“All these wireless devices aren’t safe,” resident Steve Romine, a frequent letter writer to this paper, said. “Especially smart meters.” Romine wants the issue on the agenda next month so he can make a presentation about the health and safety risks.
Romine, active with the group Stop Smart Meters, said a child absorbs twice the radiation of an adult and 10 times the radiation in their bones as an adult, yet when devices emitting radio waves are tested with a 200-pound man with an 11-pound head in mind.
“We’re all being overexposed. Now they want to put ERT meters on people’s houses?” he said. “Even if you don’t have it on your house, you still have all your neighbors with it.”
Smart meters can transmit usage data through the power lines to the utility. They can also communicate with some newer appliances, gathering specific consumption data and in some cases, even command appliances to turn off if a brownout or blackout is imminent.
Opponents cry foul, saying the electromagnetic and wireless radiation affects some people’s health.
Central Hudson allows ratepayers to opt out of the smart meters, but the only alternative is installation of an ERT, or Encoder Receiver Transmitter meter. These meters do not transmit usage data through the grid, but they do emit radio frequencies allowing utility personnel to take readings from their vehicles or with a handheld reader. Foes say the electromagnetic and radio frequencies emitted by ERT meters make them just as unhealthy as smart meters.
Many want the ability to keep their old analog meters, but Central Hudson claims the old meters aren’t being made anymore and aren’t supported. But Romine said that isn’t true. In fact he recently purchased a new analog meter.
Councilwoman Cathy Magarelli wants the board to pass a resolution that gives Woodstock residents the ability to purchase an analog meter. Supervisor Jeremy Wilber said at the very least, residents should be able to keep their existing analog meter.
Randi Steele said the threat of canceling service seems to work, but that requires an alternative source of power. “I still have an original analog meter and the reason why I do is because when Central Hudson tried to switch out ours, I showed them our generator,” Steele said. “I said if you take the analog meter, you say you’re going to measure me through digital meter and I cancel my account. They have left me alone since.”
Resident Chris Finley said he had to call an ambulance to his ERT meter-equipped apartment last week because his wife had collapsed on the floor. “My wife is a 44-year-old mother of three children. Very healthy. Strong as an ox,” Finley said. “She was in terrible pain. She was in a heap on the floor.”
He has had his share of symptoms, too. “I get these terrible pains in my neck. These terrible Charley horses and I’m a rugby player. I played for years. I’m very physically fit,” Finley said.
He asked for a ban of the meters, which was already done two years ago through a resolution that was more symbolic than anything.
“We won’t be able to help you there. They’re regulated by the State of New York. They’re not regulated by us,” Wilber said. “For instance…We know that cigarettes kill people. But we cannot ban the sale of cigarettes within the town of Woodstock.” Wilber suggested complaints are better directed to the Public Service Commission, but Finley said that’s been tried with no result.
“They won’t do anything. They are basically bought and sold by the utility companies and they won’t do anything,” Finley said.
Wilber said the town could pass another resolution or even a law, but he doesn’t see the point.
“You’re adopting a law that’s saying if you don’t follow this law you are going to be punished, either by fine or by jail,” he said. “And then we’re going to adopt this knowing that it wouldn’t stand the first test in court. It’s too cynical.”
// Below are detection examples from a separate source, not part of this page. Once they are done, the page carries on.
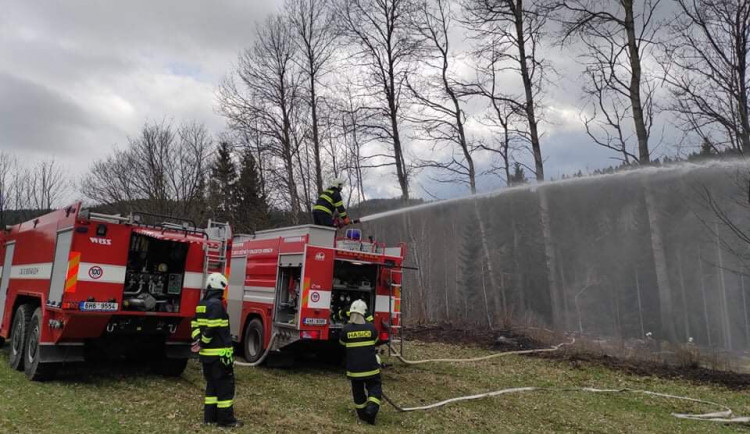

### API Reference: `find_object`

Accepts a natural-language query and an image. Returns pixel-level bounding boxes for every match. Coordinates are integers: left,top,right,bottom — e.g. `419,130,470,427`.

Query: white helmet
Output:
349,300,367,316
206,273,229,291
331,177,346,189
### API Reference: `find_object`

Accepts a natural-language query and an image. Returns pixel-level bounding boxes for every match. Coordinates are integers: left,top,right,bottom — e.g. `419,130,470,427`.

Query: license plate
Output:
78,301,119,312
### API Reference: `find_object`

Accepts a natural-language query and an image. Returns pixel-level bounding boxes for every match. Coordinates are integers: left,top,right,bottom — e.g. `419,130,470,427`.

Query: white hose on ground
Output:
383,386,750,424
234,333,278,367
388,338,576,365
383,338,750,423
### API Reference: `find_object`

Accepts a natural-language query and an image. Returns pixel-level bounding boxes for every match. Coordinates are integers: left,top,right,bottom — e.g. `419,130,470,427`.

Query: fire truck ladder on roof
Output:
388,268,404,356
203,220,230,282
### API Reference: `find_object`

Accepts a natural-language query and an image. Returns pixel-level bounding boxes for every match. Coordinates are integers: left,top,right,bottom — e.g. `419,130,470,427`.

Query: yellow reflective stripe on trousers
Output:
346,341,378,348
346,368,380,378
198,347,234,356
313,205,333,215
197,318,229,327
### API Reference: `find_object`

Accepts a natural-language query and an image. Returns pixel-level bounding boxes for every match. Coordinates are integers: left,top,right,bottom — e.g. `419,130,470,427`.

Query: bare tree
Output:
662,0,750,153
0,152,17,225
463,0,548,181
29,159,66,210
556,0,661,164
407,0,477,194
338,82,372,207
288,0,337,193
219,16,303,224
81,123,212,220
462,38,531,186
337,0,419,200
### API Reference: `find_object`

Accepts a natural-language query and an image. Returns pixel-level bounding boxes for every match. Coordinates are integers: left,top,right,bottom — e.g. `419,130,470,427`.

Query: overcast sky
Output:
0,0,680,202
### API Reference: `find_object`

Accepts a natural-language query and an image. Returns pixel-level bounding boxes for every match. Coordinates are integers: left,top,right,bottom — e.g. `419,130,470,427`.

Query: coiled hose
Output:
234,333,278,367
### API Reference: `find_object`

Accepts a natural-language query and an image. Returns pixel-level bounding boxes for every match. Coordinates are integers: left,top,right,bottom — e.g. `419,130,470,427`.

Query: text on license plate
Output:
78,301,118,312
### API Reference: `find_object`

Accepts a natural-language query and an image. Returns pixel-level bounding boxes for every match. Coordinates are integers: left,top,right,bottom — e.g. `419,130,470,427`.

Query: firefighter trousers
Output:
203,360,237,425
351,374,383,424
313,211,333,228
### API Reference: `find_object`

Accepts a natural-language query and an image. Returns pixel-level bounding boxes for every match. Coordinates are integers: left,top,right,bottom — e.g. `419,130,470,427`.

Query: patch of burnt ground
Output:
405,325,750,390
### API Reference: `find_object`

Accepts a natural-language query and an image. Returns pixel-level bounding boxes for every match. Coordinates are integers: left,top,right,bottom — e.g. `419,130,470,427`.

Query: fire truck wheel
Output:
8,304,34,371
244,318,264,363
151,358,188,377
24,307,57,381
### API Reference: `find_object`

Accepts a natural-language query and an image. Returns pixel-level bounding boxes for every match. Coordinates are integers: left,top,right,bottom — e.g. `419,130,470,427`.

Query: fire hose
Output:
383,386,750,423
234,333,278,367
383,339,750,424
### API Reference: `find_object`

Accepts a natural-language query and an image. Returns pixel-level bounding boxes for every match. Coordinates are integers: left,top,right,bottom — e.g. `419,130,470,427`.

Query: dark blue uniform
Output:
313,187,346,227
191,289,237,425
339,323,383,424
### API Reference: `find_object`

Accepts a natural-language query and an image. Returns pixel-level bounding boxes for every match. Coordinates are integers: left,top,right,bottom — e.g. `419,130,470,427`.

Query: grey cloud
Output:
0,71,91,152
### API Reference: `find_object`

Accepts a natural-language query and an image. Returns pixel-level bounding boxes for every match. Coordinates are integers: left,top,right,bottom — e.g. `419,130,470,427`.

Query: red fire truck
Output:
227,225,406,362
0,203,231,380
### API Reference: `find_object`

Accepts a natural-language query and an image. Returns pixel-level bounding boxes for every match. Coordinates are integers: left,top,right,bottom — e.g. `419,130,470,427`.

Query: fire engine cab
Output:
0,203,231,380
227,225,406,362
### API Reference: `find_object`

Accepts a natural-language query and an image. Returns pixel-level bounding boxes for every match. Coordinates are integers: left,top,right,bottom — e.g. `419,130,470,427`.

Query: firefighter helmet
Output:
331,177,346,190
206,273,229,291
349,300,367,316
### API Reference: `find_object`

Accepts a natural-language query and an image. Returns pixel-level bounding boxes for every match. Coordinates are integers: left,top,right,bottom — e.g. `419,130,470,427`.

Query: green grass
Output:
0,342,750,433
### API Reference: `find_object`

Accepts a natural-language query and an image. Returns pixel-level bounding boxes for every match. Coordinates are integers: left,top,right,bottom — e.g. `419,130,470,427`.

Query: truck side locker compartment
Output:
47,228,73,304
0,242,16,328
227,256,247,340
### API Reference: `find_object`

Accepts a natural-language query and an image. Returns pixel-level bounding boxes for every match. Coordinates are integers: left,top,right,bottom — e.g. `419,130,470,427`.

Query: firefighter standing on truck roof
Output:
339,300,383,425
191,273,242,427
313,178,351,227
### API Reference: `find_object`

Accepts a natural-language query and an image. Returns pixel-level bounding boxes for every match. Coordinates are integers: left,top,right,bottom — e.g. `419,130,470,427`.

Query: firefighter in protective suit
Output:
191,273,242,427
340,300,383,425
313,178,351,227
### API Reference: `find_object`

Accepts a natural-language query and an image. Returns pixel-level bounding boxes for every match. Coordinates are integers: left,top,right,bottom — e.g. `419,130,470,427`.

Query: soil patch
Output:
405,324,750,390
528,350,750,390
404,324,548,351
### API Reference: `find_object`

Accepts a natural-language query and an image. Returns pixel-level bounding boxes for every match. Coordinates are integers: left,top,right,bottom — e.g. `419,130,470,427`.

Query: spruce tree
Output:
235,149,268,232
208,142,237,223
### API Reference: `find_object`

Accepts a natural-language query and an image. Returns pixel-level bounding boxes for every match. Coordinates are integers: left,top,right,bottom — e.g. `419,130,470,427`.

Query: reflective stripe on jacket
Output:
339,323,380,378
313,187,346,218
190,290,234,362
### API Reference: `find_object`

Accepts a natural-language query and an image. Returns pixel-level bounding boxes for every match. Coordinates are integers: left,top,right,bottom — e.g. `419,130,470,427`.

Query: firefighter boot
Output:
360,402,379,425
219,420,245,428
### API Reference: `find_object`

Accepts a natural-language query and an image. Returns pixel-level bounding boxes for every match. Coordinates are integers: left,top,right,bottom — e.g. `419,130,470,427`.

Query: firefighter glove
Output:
219,354,234,366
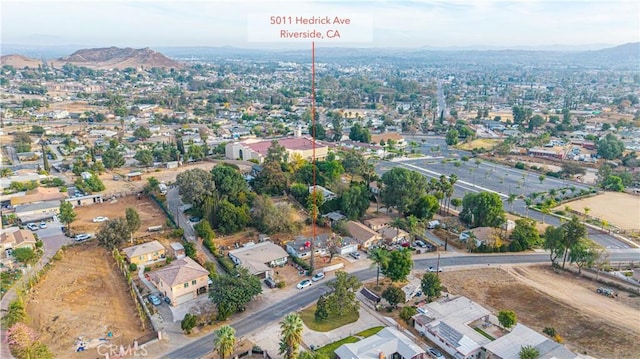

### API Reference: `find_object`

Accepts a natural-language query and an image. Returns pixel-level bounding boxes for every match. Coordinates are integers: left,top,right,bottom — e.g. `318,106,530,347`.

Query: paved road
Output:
376,155,631,249
164,249,640,359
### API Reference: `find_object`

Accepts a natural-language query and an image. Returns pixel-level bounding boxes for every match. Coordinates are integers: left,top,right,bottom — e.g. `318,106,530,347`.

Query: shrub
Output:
542,327,557,338
400,307,418,324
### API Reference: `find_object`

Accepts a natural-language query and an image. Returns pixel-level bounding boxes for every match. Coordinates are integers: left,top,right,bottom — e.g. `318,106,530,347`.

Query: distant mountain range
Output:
0,47,184,69
0,42,640,69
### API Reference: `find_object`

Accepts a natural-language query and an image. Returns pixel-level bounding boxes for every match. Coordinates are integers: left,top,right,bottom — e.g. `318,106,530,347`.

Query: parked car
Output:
149,294,162,306
296,279,311,289
427,348,444,359
76,233,91,242
264,278,278,288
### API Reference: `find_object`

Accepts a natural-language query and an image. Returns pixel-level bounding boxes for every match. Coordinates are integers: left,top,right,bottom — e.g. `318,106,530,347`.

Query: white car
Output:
296,279,311,289
76,233,91,242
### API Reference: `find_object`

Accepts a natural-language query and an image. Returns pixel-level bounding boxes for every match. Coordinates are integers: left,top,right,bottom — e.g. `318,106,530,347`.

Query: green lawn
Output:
356,326,384,338
300,304,360,332
316,336,360,359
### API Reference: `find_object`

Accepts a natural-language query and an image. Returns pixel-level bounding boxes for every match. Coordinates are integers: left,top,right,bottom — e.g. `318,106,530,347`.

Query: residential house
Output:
286,233,330,258
335,327,428,359
123,241,165,265
229,241,289,278
484,323,581,359
148,257,209,306
378,227,411,244
225,137,329,163
364,216,393,231
346,221,382,250
309,185,338,203
412,296,491,359
0,231,36,258
169,242,186,259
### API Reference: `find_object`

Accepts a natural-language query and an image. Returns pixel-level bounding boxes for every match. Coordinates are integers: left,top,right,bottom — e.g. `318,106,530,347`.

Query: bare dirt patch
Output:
558,192,640,230
27,243,149,358
440,266,640,358
71,196,167,237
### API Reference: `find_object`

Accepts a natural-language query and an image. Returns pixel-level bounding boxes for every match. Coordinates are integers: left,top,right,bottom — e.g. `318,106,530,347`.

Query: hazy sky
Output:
0,0,640,48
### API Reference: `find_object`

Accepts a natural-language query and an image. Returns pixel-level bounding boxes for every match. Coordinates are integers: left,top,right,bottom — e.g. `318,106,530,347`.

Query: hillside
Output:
0,55,42,69
51,47,183,69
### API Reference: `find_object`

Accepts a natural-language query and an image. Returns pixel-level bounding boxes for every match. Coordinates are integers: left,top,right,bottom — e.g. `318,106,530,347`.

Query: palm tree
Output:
278,313,304,359
213,325,236,359
507,193,518,212
369,248,389,287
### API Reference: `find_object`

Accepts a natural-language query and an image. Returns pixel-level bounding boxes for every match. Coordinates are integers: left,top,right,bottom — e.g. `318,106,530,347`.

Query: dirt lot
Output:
27,243,149,358
71,196,167,237
558,192,640,230
441,266,640,358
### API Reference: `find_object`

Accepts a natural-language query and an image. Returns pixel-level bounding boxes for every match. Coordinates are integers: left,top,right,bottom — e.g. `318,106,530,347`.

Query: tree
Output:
309,122,327,141
213,325,236,359
460,192,506,227
369,248,389,286
133,126,151,140
382,285,406,308
382,248,413,282
13,247,37,264
96,218,130,250
58,201,77,235
498,310,518,329
511,218,540,250
569,239,600,274
381,167,427,214
596,133,625,160
410,194,440,220
349,123,371,143
278,313,304,359
209,268,262,320
102,146,125,169
518,345,540,359
251,196,296,234
252,161,288,196
325,271,362,316
445,128,460,146
180,313,198,334
124,207,141,242
133,150,153,167
340,185,369,220
176,168,216,207
420,272,442,300
264,140,289,165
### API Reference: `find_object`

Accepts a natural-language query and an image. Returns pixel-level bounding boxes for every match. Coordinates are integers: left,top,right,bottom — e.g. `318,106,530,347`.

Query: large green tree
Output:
176,168,216,207
420,272,442,299
460,192,506,227
209,268,262,320
380,167,427,214
213,325,236,359
58,201,77,234
325,271,362,316
96,218,129,250
340,184,369,220
278,313,304,359
382,248,413,282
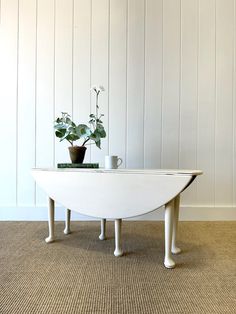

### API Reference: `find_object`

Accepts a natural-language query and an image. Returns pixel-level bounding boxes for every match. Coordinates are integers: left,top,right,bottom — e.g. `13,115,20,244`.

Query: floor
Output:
0,222,236,314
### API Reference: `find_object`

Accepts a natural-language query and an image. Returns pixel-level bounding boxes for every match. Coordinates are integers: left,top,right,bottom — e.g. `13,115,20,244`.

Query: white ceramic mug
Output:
105,156,122,169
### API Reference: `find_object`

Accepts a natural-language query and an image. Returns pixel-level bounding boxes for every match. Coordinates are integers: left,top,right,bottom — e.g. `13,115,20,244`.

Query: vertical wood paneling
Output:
144,0,163,168
215,0,234,205
17,0,37,205
126,0,145,168
55,0,73,163
73,0,91,162
91,0,109,165
36,0,54,204
0,0,236,215
179,0,198,204
197,0,215,205
0,0,18,205
233,0,236,206
161,0,180,168
109,0,127,167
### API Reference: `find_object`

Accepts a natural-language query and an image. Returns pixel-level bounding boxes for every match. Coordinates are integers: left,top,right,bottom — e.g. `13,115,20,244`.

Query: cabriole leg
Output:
114,219,123,256
45,197,55,243
64,209,71,234
164,200,175,268
171,194,181,254
99,219,106,240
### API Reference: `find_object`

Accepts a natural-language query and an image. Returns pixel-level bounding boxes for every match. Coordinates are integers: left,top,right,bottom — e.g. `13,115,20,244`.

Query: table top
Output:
32,168,203,176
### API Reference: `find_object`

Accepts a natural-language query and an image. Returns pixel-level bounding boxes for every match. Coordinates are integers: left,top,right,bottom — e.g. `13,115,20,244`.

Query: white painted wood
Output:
64,209,71,234
161,0,180,168
55,0,73,163
32,169,201,219
99,219,106,240
196,0,216,206
114,219,123,257
108,0,127,164
0,0,18,206
91,0,109,166
164,200,175,268
215,0,234,205
232,1,236,206
35,0,55,204
144,0,163,168
0,0,236,220
126,0,145,168
17,0,37,205
45,197,55,243
171,194,181,254
179,0,198,204
73,0,91,162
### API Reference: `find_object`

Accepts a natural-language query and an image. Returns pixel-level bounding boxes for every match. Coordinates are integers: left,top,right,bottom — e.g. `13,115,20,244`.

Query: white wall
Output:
0,0,236,220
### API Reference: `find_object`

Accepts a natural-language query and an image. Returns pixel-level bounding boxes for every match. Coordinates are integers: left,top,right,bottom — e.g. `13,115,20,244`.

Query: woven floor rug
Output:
0,222,236,314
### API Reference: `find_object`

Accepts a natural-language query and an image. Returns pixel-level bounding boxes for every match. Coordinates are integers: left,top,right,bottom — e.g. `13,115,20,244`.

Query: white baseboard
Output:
0,205,236,221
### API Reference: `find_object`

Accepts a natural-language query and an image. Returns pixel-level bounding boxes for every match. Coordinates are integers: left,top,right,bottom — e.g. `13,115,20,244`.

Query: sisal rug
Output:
0,222,236,314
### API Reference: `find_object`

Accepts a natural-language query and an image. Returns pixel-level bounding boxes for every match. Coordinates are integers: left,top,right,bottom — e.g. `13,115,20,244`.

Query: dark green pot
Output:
68,146,87,164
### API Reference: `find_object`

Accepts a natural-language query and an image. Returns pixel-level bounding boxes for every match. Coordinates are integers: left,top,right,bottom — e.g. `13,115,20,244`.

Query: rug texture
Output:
0,221,236,314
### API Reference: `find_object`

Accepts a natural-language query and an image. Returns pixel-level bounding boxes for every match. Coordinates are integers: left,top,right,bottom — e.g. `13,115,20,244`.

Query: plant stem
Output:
82,138,90,146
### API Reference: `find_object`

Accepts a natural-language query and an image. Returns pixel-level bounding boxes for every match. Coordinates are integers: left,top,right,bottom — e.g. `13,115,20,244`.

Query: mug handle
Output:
117,158,123,167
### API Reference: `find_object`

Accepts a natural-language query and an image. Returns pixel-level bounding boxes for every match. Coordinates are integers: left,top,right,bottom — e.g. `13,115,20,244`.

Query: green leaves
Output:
76,124,92,138
54,90,106,149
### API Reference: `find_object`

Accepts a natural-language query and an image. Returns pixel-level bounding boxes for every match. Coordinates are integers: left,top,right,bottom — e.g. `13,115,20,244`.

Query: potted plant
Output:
54,86,106,163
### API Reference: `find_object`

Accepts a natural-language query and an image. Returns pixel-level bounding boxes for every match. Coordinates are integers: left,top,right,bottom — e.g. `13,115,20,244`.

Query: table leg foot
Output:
114,219,123,257
164,200,175,268
171,246,181,254
64,209,71,234
171,195,181,254
164,257,175,268
99,219,106,241
45,197,55,243
45,237,55,243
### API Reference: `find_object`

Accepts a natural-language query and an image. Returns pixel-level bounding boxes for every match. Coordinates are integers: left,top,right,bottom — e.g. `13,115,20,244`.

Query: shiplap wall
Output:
0,0,236,219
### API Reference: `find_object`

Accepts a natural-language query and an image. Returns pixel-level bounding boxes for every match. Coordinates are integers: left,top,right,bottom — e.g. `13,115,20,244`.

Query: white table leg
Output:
64,209,71,234
164,200,175,268
171,194,181,254
45,197,55,243
99,219,106,240
114,219,123,256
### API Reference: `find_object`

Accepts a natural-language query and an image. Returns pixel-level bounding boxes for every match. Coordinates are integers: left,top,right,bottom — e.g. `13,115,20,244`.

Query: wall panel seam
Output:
214,0,217,209
71,0,75,120
52,0,56,166
178,0,183,168
143,0,147,168
125,0,129,167
34,0,38,204
232,0,236,205
107,0,111,155
160,0,164,168
15,0,20,205
196,0,200,203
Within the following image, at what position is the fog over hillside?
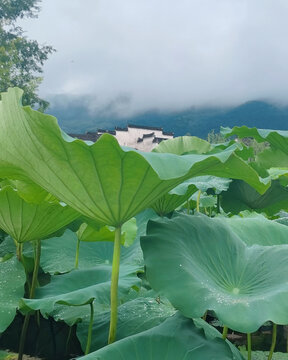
[48,96,288,138]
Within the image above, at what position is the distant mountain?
[49,99,288,138]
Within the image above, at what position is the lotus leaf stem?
[15,241,23,261]
[108,226,121,344]
[202,310,208,321]
[85,301,94,355]
[268,324,277,360]
[75,239,80,269]
[247,333,252,360]
[222,325,228,340]
[216,194,220,214]
[18,240,41,360]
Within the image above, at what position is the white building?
[71,125,174,151]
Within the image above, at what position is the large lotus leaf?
[221,180,288,215]
[192,176,232,194]
[22,264,140,316]
[77,218,137,246]
[193,318,243,360]
[79,314,237,360]
[221,213,288,246]
[40,230,143,274]
[141,215,288,333]
[152,136,253,160]
[0,89,267,227]
[241,351,287,360]
[77,291,176,351]
[152,136,213,155]
[0,256,26,333]
[221,126,288,154]
[0,186,79,242]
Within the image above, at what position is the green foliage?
[141,215,288,333]
[0,94,288,360]
[0,0,54,111]
[80,314,241,360]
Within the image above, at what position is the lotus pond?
[0,88,288,360]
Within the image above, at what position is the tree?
[0,0,55,111]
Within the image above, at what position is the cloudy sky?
[21,0,288,113]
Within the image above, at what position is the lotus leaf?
[0,89,268,227]
[0,186,79,242]
[79,314,238,360]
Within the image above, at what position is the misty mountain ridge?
[48,98,288,139]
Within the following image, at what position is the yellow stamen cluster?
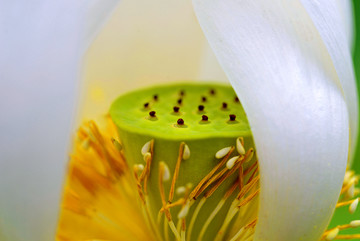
[56,121,360,241]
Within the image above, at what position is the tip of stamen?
[183,144,190,160]
[134,164,145,172]
[144,152,151,161]
[215,146,231,159]
[325,228,340,240]
[176,186,186,196]
[141,141,151,155]
[226,156,239,169]
[350,220,360,228]
[178,202,190,219]
[349,198,359,214]
[229,114,236,121]
[177,118,185,125]
[160,162,170,182]
[222,102,227,109]
[236,137,245,155]
[149,111,156,117]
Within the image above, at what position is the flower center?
[110,83,259,241]
[57,82,360,241]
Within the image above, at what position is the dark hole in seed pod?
[149,111,156,117]
[222,102,227,109]
[177,118,185,125]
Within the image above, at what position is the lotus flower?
[0,0,358,241]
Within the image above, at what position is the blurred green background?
[330,0,360,240]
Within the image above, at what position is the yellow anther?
[325,228,340,240]
[236,137,245,155]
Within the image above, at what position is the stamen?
[178,201,190,219]
[350,220,360,228]
[229,114,236,121]
[149,111,156,117]
[236,137,245,155]
[187,197,206,240]
[143,152,151,161]
[168,142,186,203]
[134,164,144,172]
[183,144,190,160]
[177,118,185,126]
[176,186,186,196]
[111,138,123,151]
[189,147,234,199]
[349,198,359,214]
[163,162,170,182]
[226,156,240,170]
[141,141,151,155]
[197,182,237,241]
[238,189,260,208]
[215,146,232,159]
[325,228,340,240]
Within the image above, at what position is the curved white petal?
[79,0,227,120]
[193,0,349,241]
[336,0,354,47]
[301,0,359,163]
[0,0,117,241]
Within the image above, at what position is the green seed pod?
[110,83,257,240]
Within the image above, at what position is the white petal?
[193,0,349,241]
[0,0,117,241]
[336,0,354,47]
[301,0,359,163]
[80,0,227,119]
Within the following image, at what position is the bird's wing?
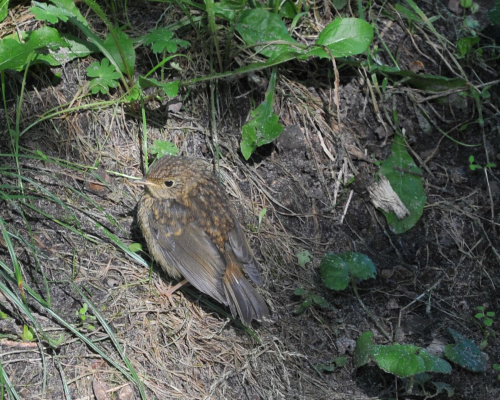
[148,212,227,305]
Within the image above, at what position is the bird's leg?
[155,279,188,307]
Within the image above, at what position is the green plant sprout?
[297,250,313,268]
[76,303,97,331]
[354,332,452,396]
[474,306,495,350]
[21,325,35,342]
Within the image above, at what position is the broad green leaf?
[444,328,486,372]
[36,34,98,67]
[308,18,373,58]
[150,140,179,158]
[87,58,120,94]
[103,29,135,75]
[297,250,312,268]
[379,135,427,234]
[144,28,190,53]
[236,8,297,57]
[320,252,376,290]
[373,344,451,378]
[240,70,283,160]
[0,26,67,71]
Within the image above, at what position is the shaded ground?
[0,0,500,399]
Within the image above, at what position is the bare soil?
[0,2,500,399]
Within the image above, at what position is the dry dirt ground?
[0,2,500,399]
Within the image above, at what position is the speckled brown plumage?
[138,156,269,325]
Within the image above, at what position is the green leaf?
[488,0,500,25]
[103,30,135,75]
[86,58,121,94]
[354,332,374,368]
[151,140,179,158]
[0,0,9,22]
[379,135,427,234]
[236,8,297,57]
[308,18,373,58]
[0,26,67,71]
[320,252,376,290]
[297,250,312,268]
[444,328,486,372]
[373,344,451,378]
[240,70,283,160]
[144,28,190,53]
[21,325,34,342]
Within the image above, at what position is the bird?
[135,155,269,326]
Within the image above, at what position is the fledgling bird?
[136,156,269,326]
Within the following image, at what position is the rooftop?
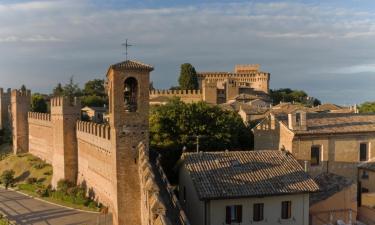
[111,60,154,71]
[358,158,375,172]
[310,173,354,205]
[182,150,319,199]
[276,113,375,134]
Councilman Ken Panza said the town has a “pretty good track record” of getting information out about the meters through resolutions and community forums. While he understands people may suffer from effects of energy emitted by the meters, Panza said he’d like to see data about whether the old analog meters are any more effective in keeping electromagnetic energy to a minimum.
Steele thinks the push for smart meters is more sinister and energy efficiency is not the top goal.
“The reason why the Public Utilities Commission and all the other commissions up to the FCC are actually pushing this is because this is all a part of the surveillance state,” she said. “Every new appliance that’s sold now has to have a WiFi chip in it with the specific purpose of communicating with these infernal fourth-amendment-violating meters,” giving the electric company the ability to turn off appliances because of an alleged power or grid issue, Steele added.
Wilber said the board can place the matter on the agenda if Romine or anyone else specifies what action they want the board to take.
Protecting the aquifer
The Town Board agreed to take advantage of the New York Water Association’s assistance as it considers drafting an Aquifer Protection Overlay District. Through its Source Water program, the association provides help at no charge to communities attempting to protect its water sources through zoning and other local legislation.
As chair of the Aquifer Overlay subcommittee, Councilman Jay Wenk has worked with Steve Winkley, who is NYRWA’s source water protection specialist on a plan for finalizing the text of the protection language and a map of the proposed district.
Winkley will help the town plan for the future and identify threats to drinking water.